The APPG for 'left behind' neighbourhoods was active between June 2020 and March 2024. This website will no longer be updated.

As members of the All-Party Parliamentary Group for ‘left behind’ neighbourhoods we know how important this ambition is for addressing the long-term inequalities faced by those in our most deprived communities.


Launched in 2020, our APPG advocates for the 225 neighbourhoods across England – and the 2.4 million residents who live in them – identified as ‘left behind’. These wards fall not only within the most deprived 10% of areas on the Index of Multiple Deprivation but also face high levels of community need. They lack the social infrastructure – places and spaces to meet, community groups and organisations, and transport and digital connectivity – essential for a thriving civic life. This double disadvantage leads to poorer outcomes in ‘left behind’ neighbourhoods – often multigenerational – across a range of indicators when compared to other equally deprived areas.

This can be seen most clearly in regard to people’s health. Worryingly, our APPG report with the Northern Health Science Alliance using Understanding Society data found that health outcomes in ‘left behind’ areas are among the worst in England, with growing disparities between them and the rest of the country. Residents in these neighbourhoods work longer hours than the national average while living shorter lives with more years in ill health.

Separate research conducted for the APPG by Oxford Consultants for Social Inclusion found that these areas saw fewer mutual aid groups set up during the early months of the COVID-19 pandemic, while also attracting less charitable grant funding to enable the community to respond and rebuild.

Over the course of our evidence sessions and ongoing inquiry into levelling up, the APPG has sought to understand what works in tackling deprivation at the neighbourhood level – with the rebuilding of strong, locally-led community networks and institutions emerging as a key element.

With the appropriate funding and support, there is significant potential for people in ‘left behind’ areas to rebuild their social infrastructure and to engage in partnership working to deliver successful solutions to local challenges.
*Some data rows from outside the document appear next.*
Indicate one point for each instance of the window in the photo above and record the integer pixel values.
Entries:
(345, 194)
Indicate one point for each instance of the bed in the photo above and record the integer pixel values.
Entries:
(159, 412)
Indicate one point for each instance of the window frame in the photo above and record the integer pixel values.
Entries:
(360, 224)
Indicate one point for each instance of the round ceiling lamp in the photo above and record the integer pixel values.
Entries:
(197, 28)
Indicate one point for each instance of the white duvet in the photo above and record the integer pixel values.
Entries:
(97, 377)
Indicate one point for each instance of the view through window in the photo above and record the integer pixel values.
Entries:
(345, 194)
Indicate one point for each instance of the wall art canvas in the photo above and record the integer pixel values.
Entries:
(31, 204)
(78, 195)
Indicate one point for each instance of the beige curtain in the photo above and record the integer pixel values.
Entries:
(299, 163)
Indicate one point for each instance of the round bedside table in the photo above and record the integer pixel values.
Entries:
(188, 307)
This is why members of the APPG have advocated for proposals such as a Community Wealth Fund, which would deliver long-term funding for areas that need it most. Seemingly small-scale resident-led initiatives such as a youth mental health campaign, funding for a community health champion or a free signposting or social prescribing service can have an outsized impact on the health and wellbeing of the broader community.

It is essential that we support people living in ‘left behind’ neighbourhoods to take the lead in their local area – building confidence, capacity and resilience to tackle inequalities over the long term.